April 11 – According to a report by Russian Sputnik Network on the 11th, Vladimir Rakov, chief scientific researcher of the laboratory of the Pacific Oceanographic Research Institute of the Far East Branch of the Russian Academy of Sciences, said that the water in the Fukushima No. 1 nuclear power plant in Japan, where the accident occurred, even if carefully cleaned, is discharged if it is discharged to In the ocean, it may still lead to the retention of radioisotopes in marine organisms, including fish, and then accumulate in the human body.
Previously, according to the TV station of the Japan Broadcasting Association, the Japanese government may announce the decision early next week to thoroughly clean the water from the Fukushima No. 1 nuclear power plant and then dump it into the sea. Sources from TV station said that the approximate date of dumping the water was 2023. Based on the current water storage rate in the tank, all storage devices will be full by the end of 2022.
Rakov said, “If water is poured into a place where the seawater is well evenly mixed, it will not attract much attention; if the water is poured into the water will flow to the coast, the radioisotopes will enter the fish, and they will accumulate on the fish bones and meat.”
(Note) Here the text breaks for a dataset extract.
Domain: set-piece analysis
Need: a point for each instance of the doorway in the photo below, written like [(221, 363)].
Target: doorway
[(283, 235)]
According to him, it is impossible to completely remove radioactive pollution from the water of the Fukushima nuclear power plant.
The scientist pointed out, “They are atomic isotopes. For such water, no matter how clean it is, isotope will exist.”
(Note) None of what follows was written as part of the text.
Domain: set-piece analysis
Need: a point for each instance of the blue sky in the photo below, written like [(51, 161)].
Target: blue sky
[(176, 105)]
He said that after the accident at the Fukushima nuclear power plant, individual isotopes with shorter lives may have disappeared, such as radioactive iodine; but there are also some elements whose decay process takes tens of thousands or even hundreds of thousands of years.
Rakov made it clear that “it is impossible to get rid of them completely. They will always be in the concentrates obtained from the nuclear reaction of nuclear power plants.” He also pointed out that for many marine organisms, such a planned purification of water would not improve the situation until corresponding international standards were introduced.
On March 11, 2011, due to a 9.0 magnitude earthquake and tsunami, a serious accident occurred at the Fukushima No. 1 nuclear power plant. The surroundings of the nuclear power plant have not been able to live normally so far. According to the estimation of the parties, it will take about 40 years from the time of the event to finally clear the consequences of the accident and dismantle the reactor.